Tragically, less than a week after another memorable Giants Super Bowl win, this time against the New England Patriots, Whitney Houston is dead and the sacrifices of our military are being overlooked by a largely irresponsible, unpatriotic national press corps. Some in the media, who exploit the deaths of celebrities like Houston and Michael Jackson amid the endless quest for ratings, have helped create this glaring void in our national consciousness.
It is inexcusable that while almost every American knows about a pop singer's death, very few know about the passing of Lance Cpl. Osbrany Montes De Oca. The 20-year-old Marine, who returned to the country he fought for on Monday in a flag-draped casket, died on Feb. 10 while conducting combat operations in Afghanistan's Helmand Province. The Marine's death, which has been confirmed by the Pentagon, came a day before Houston passed away in Los Angeles.

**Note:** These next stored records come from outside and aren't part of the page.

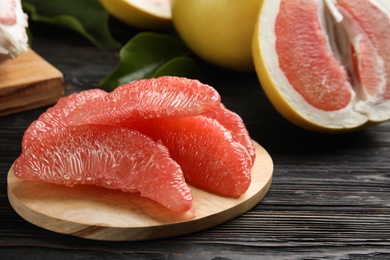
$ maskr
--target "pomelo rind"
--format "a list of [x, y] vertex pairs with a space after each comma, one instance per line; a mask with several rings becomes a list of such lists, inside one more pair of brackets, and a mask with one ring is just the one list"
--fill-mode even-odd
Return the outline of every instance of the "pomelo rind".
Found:
[[[141, 29], [163, 29], [172, 26], [169, 1], [167, 9], [145, 7], [149, 0], [99, 0], [111, 15], [122, 22]], [[141, 4], [142, 3], [142, 4]], [[144, 6], [145, 5], [145, 6]]]
[[251, 42], [259, 0], [171, 0], [173, 25], [203, 60], [235, 71], [253, 71]]
[[[262, 2], [252, 45], [256, 73], [276, 110], [302, 128], [329, 133], [358, 130], [389, 119], [389, 113], [386, 112], [390, 111], [388, 102], [368, 107], [363, 102], [352, 99], [341, 110], [325, 112], [309, 105], [293, 89], [280, 69], [275, 49], [276, 36], [273, 28], [280, 2]], [[370, 117], [362, 114], [362, 111], [371, 114]]]

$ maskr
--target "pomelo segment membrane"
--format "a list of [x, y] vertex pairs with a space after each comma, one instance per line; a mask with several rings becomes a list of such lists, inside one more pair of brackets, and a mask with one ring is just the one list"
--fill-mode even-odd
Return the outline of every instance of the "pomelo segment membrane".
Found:
[[90, 184], [139, 192], [185, 212], [192, 195], [168, 149], [129, 129], [81, 125], [41, 133], [15, 162], [15, 175], [73, 187]]
[[66, 126], [64, 119], [78, 106], [84, 104], [88, 100], [102, 97], [106, 94], [107, 92], [104, 90], [91, 89], [60, 98], [53, 107], [47, 109], [46, 112], [41, 114], [39, 118], [27, 128], [23, 135], [22, 150], [27, 147], [28, 143], [41, 134]]
[[[387, 1], [388, 2], [388, 1]], [[348, 12], [358, 26], [372, 42], [378, 54], [384, 60], [387, 80], [384, 97], [390, 99], [390, 13], [381, 5], [381, 1], [337, 0], [337, 6]]]
[[349, 49], [345, 48], [344, 51], [347, 51], [345, 55], [351, 56], [348, 70], [357, 98], [372, 103], [383, 100], [386, 90], [383, 58], [352, 15], [340, 6], [338, 10], [343, 16], [343, 29], [348, 37], [346, 43]]
[[361, 31], [357, 37], [362, 38], [362, 48], [354, 50], [357, 63], [351, 74], [358, 70], [359, 83], [368, 94], [359, 99], [356, 108], [372, 121], [390, 118], [390, 9], [385, 9], [380, 2], [336, 1], [346, 29], [354, 26]]
[[220, 100], [214, 88], [198, 80], [164, 76], [122, 85], [78, 107], [65, 121], [112, 124], [137, 118], [191, 116], [214, 109]]
[[168, 147], [189, 183], [230, 197], [248, 189], [251, 158], [217, 120], [191, 116], [128, 121], [125, 125]]
[[389, 10], [373, 0], [265, 0], [254, 60], [286, 118], [311, 130], [348, 130], [390, 118], [388, 39]]

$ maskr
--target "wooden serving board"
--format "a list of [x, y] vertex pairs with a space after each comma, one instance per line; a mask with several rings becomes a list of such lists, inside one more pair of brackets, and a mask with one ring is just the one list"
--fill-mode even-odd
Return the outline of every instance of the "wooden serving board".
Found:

Image courtesy: U.S. Air Force/Steve Kotecki
Lance Cpl. Montes De Oca was from North Arlington, New Jersey, yet for the next several days, much of the national media will be fixated on Newark, which is just five miles away. That's because Whitney Houston's funeral is reportedly being held there, and in the eyes of most journalists, that event dwarfs the death of another Marine in Afghanistan.
The point of this post is not to link this fallen Marine and his grieving family, including two brothers who serve in the Marines, to the death of a celebrity. It's to point out that as our men and women fight every day in Afghanistan, elements of our society take their sacrifices for granted while attention is routinely lavished on singers, actors, and sports figures.
As Americans, we must demand more from the reporters and pundits who help shape our national conversation. While journalists routinely speak of their responsibility to hold the powerful accountable, it's time that their work is subject to the same brand of intense scrutiny.
On the night Whitney Houston inspired millions with her stirring rendition of the national anthem, the death of any U.S. service member was considered a shocking national tragedy. Just over 21 years later, an American warrior's passing is usually treated as an afterthought by the national press. Like the deaths of Whitney Houston and Lance Cpl. Osbrany Montes De Oca, that is also a tragedy.
As a nation and a people, let us rededicate ourselves to getting this country back to where it was on the night of Jan. 27, 1991. It won't bring the singer or the Marine back to life, but it might just help us all rediscover how lucky we are to live in the United States of America.